# Data Extraction

There are 5 youtube fitness channels I am interested in. The channel names are MadFit, blogilates, emi wong, Rebecca-Louise and Chloe Ting.

I used the YouTube Data API v3 to scrape the channel and video information. 
To do so, the following steps were carried out in order:
- created a project on Google Developers Console
- requested an authorization credential (API key). 
- enabled Youtube API for my project 

As for the functions that I have used to scrape the youtube data, I give credit to thu-vu92 for using the code provided her GitHub project 'youtube-api-analysis'. This project was inspired by the YouTube API tutorial video created by Thu Vu data analytics, titled 'Youtube API for Python: How to Create a Unique Data Portfolio Project'.


In [1]:
import os
import pandas as pd
import youtube_scraping_functions as ytfuns  # Module to scrape channels and videos

from googleapiclient.discovery import build  # Google API
from IPython.display import JSON             # Disply JSON
from functools import partial                # Use with Map to fix an argument


In [2]:
# API Key generated from Google Cloud
api_key = 'XXXX'

# List of channels ids of the 5 fitness channel which was found from their respective youtube channel url
channel_ids = ['UCpQ34afVgk8cRQBjSJ1xuJQ', # MadFit
               'UCvGEK5_U-kLgO6-AMDPeTUQ', # EmiWong
               'UCIJwWYOfsCfz6PjxbONYXSg', # Blogilates
               'UCCgLoMYIyP0U56dEhEL1wXQ', # ChloeTing
               'UCi0AqmA_3DGPFCu5qY0LLSg', # Rebecca-Louise
              ]

# Get credentials and create an API client
youtube = build("youtube", "v3", developerKey=api_key)

### Get channel statistics 

In [3]:
# get channel data and convert to dataframe
channels_df = pd.DataFrame(ytfuns.get_channel_stats(youtube, channel_ids))

### Get video statistics 

In [4]:
# create empty dataframe to store video data
video_df = pd.DataFrame()

# Create a dataframe of video statistics of all videos from all the channels
for c in channels_df['ChannelName'].unique():
    print("Getting video information from channel: " + c)
    playlist_id = channels_df.loc[channels_df['ChannelName']== c, 'playlistID'].iloc[0]
    
    # get list of video ids of all videos in the channel
    video_ids = ytfuns.get_video_ids(youtube, playlist_id)
    
    # get video statistics of each video in the channel
    video_data = pd.DataFrame(ytfuns.get_video_stats(youtube, video_ids))

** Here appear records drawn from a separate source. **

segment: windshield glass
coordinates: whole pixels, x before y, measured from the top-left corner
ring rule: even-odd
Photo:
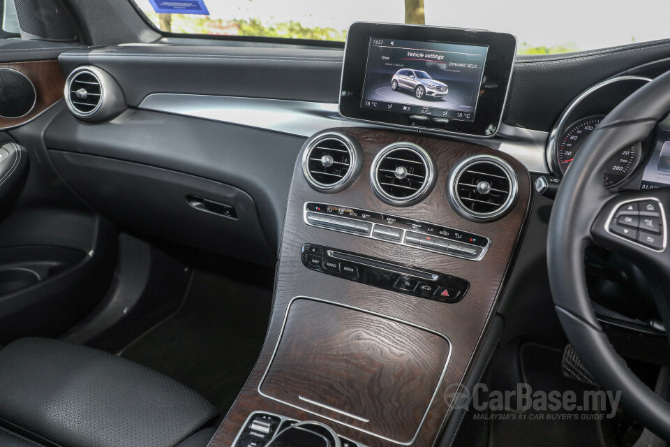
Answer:
[[[667,0],[131,0],[168,33],[342,41],[354,21],[476,28],[516,36],[522,54],[670,37]]]
[[[418,70],[415,70],[414,73],[417,73],[417,78],[419,79],[433,79],[431,78],[431,75],[425,71],[419,71]]]

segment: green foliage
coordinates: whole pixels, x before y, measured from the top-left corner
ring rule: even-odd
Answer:
[[[574,42],[568,42],[561,45],[547,47],[532,47],[526,42],[523,42],[517,49],[517,54],[556,54],[558,53],[571,53],[579,51],[579,47]]]
[[[311,39],[313,41],[344,41],[347,37],[346,30],[338,31],[334,28],[305,27],[299,22],[284,22],[263,25],[258,19],[248,20],[231,20],[239,27],[238,36],[262,36],[263,37],[283,37],[293,39]]]
[[[144,10],[147,18],[159,27],[159,15],[154,11]],[[209,34],[219,36],[253,36],[260,37],[279,37],[292,39],[314,41],[334,41],[343,42],[347,31],[327,27],[306,27],[299,22],[283,22],[264,24],[258,19],[225,20],[211,19],[207,15],[190,14],[170,15],[170,31],[186,34]],[[633,41],[635,38],[632,38]],[[519,45],[519,54],[555,54],[579,51],[574,42],[547,47],[533,47],[527,42]]]

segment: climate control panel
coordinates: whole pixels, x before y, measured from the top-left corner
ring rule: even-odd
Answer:
[[[366,210],[308,202],[304,214],[312,226],[471,261],[484,258],[491,245],[481,235]]]

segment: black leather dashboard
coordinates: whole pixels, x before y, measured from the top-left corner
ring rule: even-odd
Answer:
[[[106,70],[123,87],[131,107],[148,94],[165,92],[334,103],[343,56],[337,49],[152,45],[70,51],[59,61],[65,74],[88,64]],[[670,57],[669,41],[551,57],[518,57],[502,121],[549,131],[583,90],[665,57]]]

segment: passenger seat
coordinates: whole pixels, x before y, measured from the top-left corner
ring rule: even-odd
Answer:
[[[0,349],[3,447],[204,447],[218,411],[174,380],[112,354],[45,338]]]

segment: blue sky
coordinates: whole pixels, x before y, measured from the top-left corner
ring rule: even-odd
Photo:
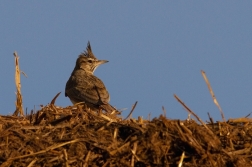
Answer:
[[[185,119],[176,94],[203,120],[221,120],[201,76],[204,70],[226,119],[252,112],[251,1],[1,1],[0,114],[15,110],[14,56],[20,57],[24,108],[71,105],[64,97],[88,40],[99,59],[95,75],[117,108],[133,117]]]

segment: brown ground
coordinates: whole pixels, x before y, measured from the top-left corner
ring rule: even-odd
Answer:
[[[252,166],[251,120],[122,120],[83,105],[0,116],[0,166]]]

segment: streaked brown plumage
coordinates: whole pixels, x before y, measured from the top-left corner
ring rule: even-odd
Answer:
[[[90,108],[100,107],[107,112],[112,112],[115,108],[109,104],[110,97],[105,85],[93,75],[99,65],[108,61],[98,60],[92,53],[89,42],[86,49],[79,55],[66,83],[65,96],[68,96],[73,104],[85,102]]]

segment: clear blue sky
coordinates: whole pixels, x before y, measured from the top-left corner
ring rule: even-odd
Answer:
[[[252,1],[1,1],[0,114],[15,110],[14,56],[20,57],[24,108],[71,105],[64,97],[78,55],[90,40],[109,60],[101,78],[117,108],[133,117],[185,119],[178,95],[203,120],[252,112]]]

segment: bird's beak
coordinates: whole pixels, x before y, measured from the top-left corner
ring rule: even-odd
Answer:
[[[96,66],[99,66],[99,65],[104,64],[104,63],[107,63],[107,62],[108,62],[108,60],[98,60],[98,61],[96,62]]]

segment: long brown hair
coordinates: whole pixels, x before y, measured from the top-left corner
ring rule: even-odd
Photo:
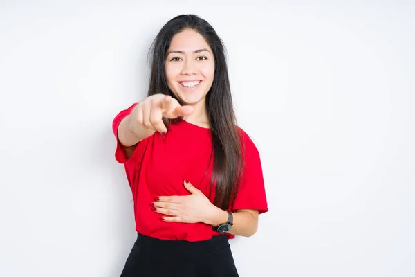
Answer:
[[[151,51],[151,77],[147,96],[169,95],[177,99],[167,86],[165,58],[174,35],[190,29],[200,33],[206,40],[215,60],[212,87],[206,95],[206,111],[212,129],[214,156],[211,177],[211,193],[216,182],[213,204],[227,210],[232,208],[238,190],[243,162],[240,134],[233,107],[225,47],[213,27],[195,15],[181,15],[165,24],[153,42]],[[177,99],[180,102],[180,100]],[[175,120],[163,118],[166,127]],[[212,156],[211,156],[212,157]]]

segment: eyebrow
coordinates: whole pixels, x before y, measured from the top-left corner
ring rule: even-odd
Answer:
[[[194,51],[193,51],[194,53],[201,53],[201,52],[203,52],[203,51],[208,51],[209,53],[210,53],[210,51],[206,48],[203,48],[203,49],[198,49],[198,50],[195,50]],[[169,55],[170,53],[177,53],[178,54],[185,54],[184,51],[181,51],[179,50],[172,50],[171,51],[167,52],[166,55]]]

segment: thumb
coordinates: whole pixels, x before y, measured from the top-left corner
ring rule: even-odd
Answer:
[[[187,116],[194,111],[194,108],[192,106],[178,106],[174,109],[172,114],[174,117]]]
[[[185,185],[185,188],[192,194],[197,194],[200,193],[200,190],[196,188],[190,182],[188,182],[187,180],[185,179],[183,181],[183,184]]]

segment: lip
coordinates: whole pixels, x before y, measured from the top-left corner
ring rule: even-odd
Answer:
[[[185,87],[183,84],[181,84],[181,82],[197,82],[197,81],[199,81],[199,83],[197,84],[196,86],[192,87]],[[202,82],[203,82],[203,81],[202,81],[201,80],[183,80],[183,81],[179,81],[178,84],[184,89],[192,90],[192,89],[194,89],[198,88],[201,85],[201,84],[202,83]]]

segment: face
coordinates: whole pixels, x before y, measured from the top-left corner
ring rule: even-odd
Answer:
[[[214,60],[201,35],[190,30],[176,34],[167,50],[165,71],[176,97],[187,105],[204,105],[213,82]]]

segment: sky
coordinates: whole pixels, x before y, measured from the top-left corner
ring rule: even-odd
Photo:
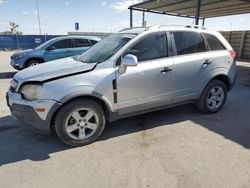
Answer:
[[[80,31],[117,32],[129,27],[129,5],[141,0],[37,0],[42,34],[67,34],[79,22]],[[142,13],[134,12],[134,26],[141,26]],[[214,30],[250,30],[250,14],[206,19]],[[0,32],[19,25],[23,34],[39,34],[36,0],[0,0]],[[190,25],[193,19],[146,13],[147,26]]]

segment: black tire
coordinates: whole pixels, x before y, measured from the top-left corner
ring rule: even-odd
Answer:
[[[83,119],[83,118],[85,118],[86,114],[89,111],[87,111],[86,114],[84,115],[85,113],[84,109],[89,109],[89,111],[95,114],[93,115],[92,119],[87,120],[87,122],[86,122],[87,118],[86,119]],[[80,123],[76,120],[77,118],[73,117],[73,114],[75,112],[78,112],[78,115],[80,114],[80,117],[82,119],[81,123],[83,124],[91,123],[90,121],[93,122],[94,119],[98,118],[98,120],[95,120],[96,122],[93,123],[97,125],[96,126],[97,128],[95,129],[95,131],[93,131],[93,133],[91,132],[92,135],[90,134],[91,136],[89,136],[88,138],[87,137],[84,139],[77,138],[77,137],[80,137],[82,124],[81,126],[79,126]],[[71,127],[71,125],[70,126],[68,125],[70,121],[73,121],[74,126],[76,126],[74,123],[75,121],[79,123],[77,124],[78,128],[75,131],[72,131],[71,133],[69,133],[69,131],[67,132],[68,128]],[[92,142],[97,140],[104,130],[105,123],[106,123],[106,118],[105,118],[104,111],[97,102],[89,100],[89,99],[76,99],[70,103],[65,104],[65,106],[63,106],[60,109],[60,111],[57,113],[55,117],[55,130],[60,140],[62,140],[65,144],[78,147],[78,146],[91,144]],[[89,129],[86,126],[84,128],[84,132],[85,132],[84,136],[87,136],[87,131],[89,131]]]
[[[40,63],[43,63],[43,61],[42,60],[39,60],[39,59],[32,59],[32,60],[30,60],[30,61],[28,61],[27,63],[26,63],[26,68],[28,68],[28,67],[32,67],[32,66],[35,66],[35,65],[38,65],[38,64],[40,64]]]
[[[213,97],[213,91],[219,92],[219,88],[223,90],[220,95]],[[221,91],[221,90],[220,90]],[[223,96],[223,97],[222,97]],[[217,99],[218,97],[218,99]],[[225,83],[219,80],[212,80],[208,83],[202,92],[200,99],[197,101],[196,106],[204,113],[212,114],[219,112],[224,106],[227,98],[227,87]],[[218,100],[218,101],[217,101]],[[212,108],[212,106],[215,106]]]

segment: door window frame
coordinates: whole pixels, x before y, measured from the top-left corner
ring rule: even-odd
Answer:
[[[130,46],[128,46],[126,48],[126,50],[124,52],[122,52],[121,55],[119,55],[118,58],[115,60],[115,66],[119,66],[120,65],[122,57],[127,53],[127,51],[129,49],[133,48],[136,44],[138,44],[139,42],[141,42],[145,38],[150,37],[150,36],[155,35],[155,34],[161,34],[161,33],[165,34],[165,36],[166,36],[166,47],[167,47],[167,50],[166,50],[167,54],[166,54],[166,56],[165,57],[161,57],[161,58],[156,58],[156,59],[150,59],[150,60],[140,61],[140,62],[138,62],[138,64],[145,63],[147,61],[154,61],[154,60],[159,60],[159,59],[165,59],[165,58],[172,57],[173,56],[173,49],[172,49],[172,43],[171,43],[170,33],[168,31],[157,31],[157,32],[153,32],[153,33],[150,33],[148,35],[145,35],[145,36],[141,37],[139,40],[134,41]]]
[[[70,47],[69,48],[74,48],[72,39],[61,39],[61,40],[55,41],[53,44],[50,44],[46,49],[50,48],[51,46],[55,46],[55,44],[57,42],[60,42],[60,41],[63,41],[63,40],[70,40]],[[55,50],[61,50],[61,49],[68,49],[68,48],[55,48]]]
[[[201,38],[202,38],[203,41],[204,41],[205,51],[204,51],[204,52],[195,52],[195,53],[189,53],[189,54],[181,54],[181,55],[178,55],[178,54],[177,54],[176,44],[175,44],[174,32],[183,32],[183,33],[190,32],[190,33],[200,34]],[[175,57],[186,56],[186,55],[196,55],[196,54],[201,54],[201,53],[207,53],[207,52],[209,52],[209,46],[208,46],[208,44],[207,44],[207,41],[206,41],[205,37],[202,35],[202,33],[195,32],[195,31],[181,31],[181,30],[176,30],[176,31],[171,31],[171,32],[170,32],[170,38],[171,38],[173,56],[175,56]]]
[[[85,48],[85,47],[90,47],[91,46],[91,42],[90,42],[90,40],[88,40],[88,39],[82,39],[82,38],[73,38],[73,39],[71,39],[72,40],[72,48]],[[75,40],[86,40],[86,41],[88,41],[88,46],[75,46]]]

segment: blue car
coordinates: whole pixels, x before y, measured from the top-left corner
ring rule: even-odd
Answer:
[[[55,59],[75,56],[85,52],[101,39],[98,37],[65,36],[57,37],[41,44],[35,49],[13,54],[11,66],[22,70]]]

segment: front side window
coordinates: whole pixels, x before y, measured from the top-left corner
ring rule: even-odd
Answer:
[[[89,41],[86,39],[73,39],[73,43],[75,48],[90,46]]]
[[[157,33],[142,39],[126,54],[135,55],[138,62],[167,57],[166,33]]]
[[[205,52],[203,37],[196,32],[173,32],[177,55]]]
[[[207,34],[207,33],[203,33],[203,36],[205,37],[210,50],[224,50],[225,47],[221,44],[221,42],[213,35],[211,34]]]
[[[109,35],[96,43],[77,59],[84,63],[102,63],[111,58],[128,41],[134,38],[135,34],[119,33]]]
[[[55,49],[72,48],[71,39],[64,39],[57,41],[54,44],[52,44],[52,46],[54,46]]]

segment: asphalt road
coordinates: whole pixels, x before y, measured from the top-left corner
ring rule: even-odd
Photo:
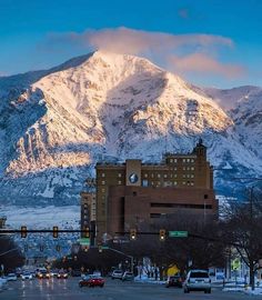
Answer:
[[[212,299],[233,300],[249,298],[238,292],[223,292],[220,288],[213,288],[211,294],[191,292],[184,294],[182,289],[169,288],[162,284],[122,282],[107,279],[104,288],[79,288],[79,278],[68,280],[18,280],[9,282],[8,288],[0,292],[1,300],[189,300]],[[252,297],[262,299],[262,296]]]

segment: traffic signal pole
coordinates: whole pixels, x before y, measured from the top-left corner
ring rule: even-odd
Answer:
[[[132,257],[132,256],[128,256],[128,254],[125,254],[124,252],[119,251],[119,250],[115,250],[115,249],[110,248],[110,247],[109,247],[108,249],[111,250],[111,251],[113,251],[113,252],[117,252],[117,253],[119,253],[119,254],[122,254],[122,256],[129,258],[129,259],[130,259],[130,263],[131,263],[131,272],[133,273],[133,257]]]

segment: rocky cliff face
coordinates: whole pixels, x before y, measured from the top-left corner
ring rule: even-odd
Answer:
[[[143,58],[101,51],[0,78],[0,201],[78,203],[102,156],[160,161],[199,137],[215,168],[256,176],[262,90],[203,90]],[[226,172],[215,176],[226,192]]]

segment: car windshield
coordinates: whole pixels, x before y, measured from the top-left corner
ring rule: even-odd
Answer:
[[[208,272],[191,272],[191,278],[209,278]]]

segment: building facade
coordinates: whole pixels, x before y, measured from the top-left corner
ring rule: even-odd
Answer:
[[[191,153],[167,153],[161,163],[97,163],[98,239],[135,228],[163,213],[187,209],[215,214],[213,169],[200,140]]]
[[[80,193],[81,197],[81,229],[90,228],[91,222],[97,218],[97,198],[95,198],[95,180],[90,178],[87,180],[87,191]],[[83,237],[83,233],[81,234]]]

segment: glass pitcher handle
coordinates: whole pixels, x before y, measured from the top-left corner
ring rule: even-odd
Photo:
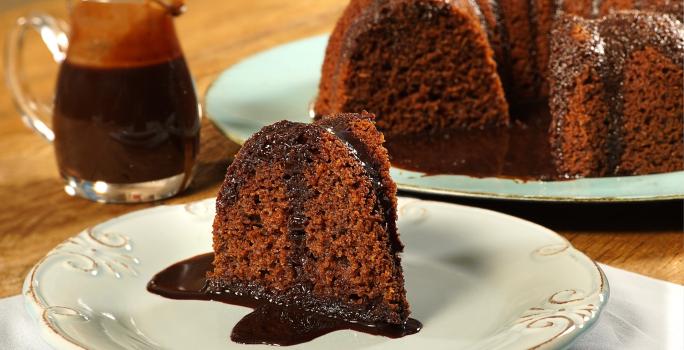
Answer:
[[[16,104],[21,118],[31,129],[36,131],[44,139],[52,142],[55,134],[50,129],[49,120],[52,117],[52,107],[40,103],[25,88],[25,79],[22,71],[22,49],[26,38],[26,30],[33,28],[43,39],[52,54],[55,62],[60,63],[66,57],[69,38],[68,27],[64,21],[46,14],[31,14],[17,19],[16,26],[10,32],[5,47],[5,72],[6,80],[12,98]]]

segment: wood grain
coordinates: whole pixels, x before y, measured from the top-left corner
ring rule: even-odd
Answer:
[[[346,0],[189,0],[177,28],[199,94],[217,73],[250,54],[330,31],[345,5]],[[0,9],[3,33],[29,12],[66,15],[61,0],[3,2]],[[0,46],[4,40],[3,35]],[[26,76],[34,94],[49,101],[56,65],[38,41],[34,36],[26,45]],[[138,205],[69,197],[62,190],[51,146],[22,125],[9,92],[0,87],[0,297],[19,293],[24,276],[40,257],[86,227],[149,206],[214,196],[237,149],[205,119],[198,175],[182,195]],[[429,198],[521,216],[561,232],[600,262],[684,283],[680,201],[568,206]]]

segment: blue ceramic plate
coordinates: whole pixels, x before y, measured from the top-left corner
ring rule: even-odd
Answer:
[[[308,122],[327,35],[278,46],[228,68],[205,96],[208,116],[243,142],[282,119]],[[399,189],[465,197],[535,201],[648,201],[684,198],[684,171],[570,181],[518,181],[460,175],[425,176],[392,168]]]

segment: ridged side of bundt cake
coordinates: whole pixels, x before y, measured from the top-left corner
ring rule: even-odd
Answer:
[[[486,26],[465,0],[352,0],[326,51],[317,114],[369,110],[388,136],[507,124]]]
[[[684,26],[637,11],[563,16],[551,52],[551,147],[566,177],[684,168]]]
[[[383,140],[368,114],[282,121],[251,137],[217,199],[210,290],[350,321],[405,322]]]

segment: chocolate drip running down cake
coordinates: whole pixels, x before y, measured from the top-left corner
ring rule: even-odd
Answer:
[[[683,169],[681,23],[639,12],[600,20],[563,16],[554,37],[551,147],[560,171]]]
[[[396,186],[369,114],[267,126],[228,168],[209,291],[362,324],[409,316]]]
[[[392,140],[505,129],[529,122],[530,105],[550,105],[553,178],[681,170],[683,3],[351,0],[330,37],[314,109],[376,113]],[[578,39],[568,21],[588,36]],[[579,71],[588,79],[571,74]]]

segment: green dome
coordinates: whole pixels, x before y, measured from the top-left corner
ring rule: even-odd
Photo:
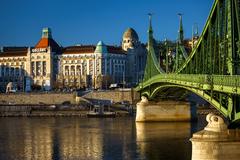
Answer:
[[[107,53],[107,52],[108,52],[107,46],[102,41],[99,41],[94,53]]]

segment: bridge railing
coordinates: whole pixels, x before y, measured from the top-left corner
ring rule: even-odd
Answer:
[[[161,74],[153,77],[152,80],[159,79],[240,87],[240,75]]]

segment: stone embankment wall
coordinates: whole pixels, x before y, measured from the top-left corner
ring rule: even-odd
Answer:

    # concat video data of the channel to the dataframe
    video_df = pd.concat([video_df,video_data], ignore_index=True)


Getting video information from channel: Chloe Ting
Getting video information from channel: blogilates
Getting video information from channel: MadFit
Getting video information from channel: Rebecca-Louise
Getting video information from channel: emi wong


#### Check that the data has been scraped properly

In [5]:
channels_df.head()

Unnamed: 0,ChannelName,ChannelDescription,PublishedDate,TotalSubscribers,TotalViews,TotalVideos,playlistID
0,Chloe Ting,Subscribe to my channel and find weekly workou...,2011-08-17T04:29:09Z,24700000,2980737335,407,UUCgLoMYIyP0U56dEhEL1wXQ
1,blogilates,"Hey guys! My name is Cassey Ho, I am a certifi...",2009-06-13T09:05:48Z,8690000,2820126375,1183,UUIJwWYOfsCfz6PjxbONYXSg
2,MadFit,"This is a place where I post REAL TIME, AT HOM...",2018-03-02T01:46:06Z,8000000,943060836,723,UUpQ34afVgk8cRQBjSJ1xuJQ
3,Rebecca-Louise,"Hey, \n\nWelcome to #TEAMBURN 🙌🏻 \n\nI am so e...",2012-09-22T18:04:00Z,720000,117668198,1257,UUi0AqmA_3DGPFCu5qY0LLSg
4,emi wong,welcome to my channel!\nhope my videos can hel...,2014-11-02T14:43:34Z,6100000,819791658,499,UUvGEK5_U-kLgO6-AMDPeTUQ


In [6]:
video_df.head()

Unnamed: 0,video_id,channelTitle,title,description,tags,publishedAt,viewCount,likeCount,favouriteCount,commentCount,duration,definition
0,e7zzES8PeG4,Chloe Ting,Shocking Before After Transformation Results! ...,Check out these amazing before and after trans...,"[Abs, Abs results, Abs workout results, Before...",2023-06-28T14:00:23Z,36033,2677,,163,PT9M22S,hd
1,AZ1ihabY6bI,Chloe Ting,when you're having a bad day,Cute samoyed doggies in Seoul!!,"[samoyed, seoul, day in my life, doggies, dogs...",2023-06-19T14:55:36Z,87568,4739,,77,PT18S,hd
2,5GLA8MrlDnM,Chloe Ting,A day in my life living in Korea,Short vlog from a day out and about while in S...,"[dayinmylife, korea, seoul, vlog, chloeting, c...",2023-06-05T14:51:22Z,317017,9618,,708,PT12M37S,hd
3,IOJ7Fxa8e2Y,Chloe Ting,GROW YOUR BOOTY with these exercises,See the full video here: https://youtu.be/4zuY...,"[glute workout, booty workout, gym workout, fi...",2023-05-24T15:32:44Z,171898,5484,,57,PT23S,hd
4,ljNgkSctkXg,Chloe Ting,INTENSE Full Body Workout - 30 Min No Equipment,This is a 30 min full body intense workout fro...,"[workout, home workout, full body workout, ful...",2023-05-17T14:00:27Z,620735,17223,,863,PT31M14S,hd


### Save raw data 

In [7]:
# get the current working directory; should be the top level project folder
cwd = os.path.dirname(os.getcwd())

# file path of where the scraped data will be stored
path = cwd + "/data/raw"

In [8]:
# Save dataframes as csv files 
channels_df.to_csv(path + "/fitness_channels_2023_06_28.csv", index=False)
video_df.to_csv(path + "/fitness_videos_2023_06_28.csv", index=False)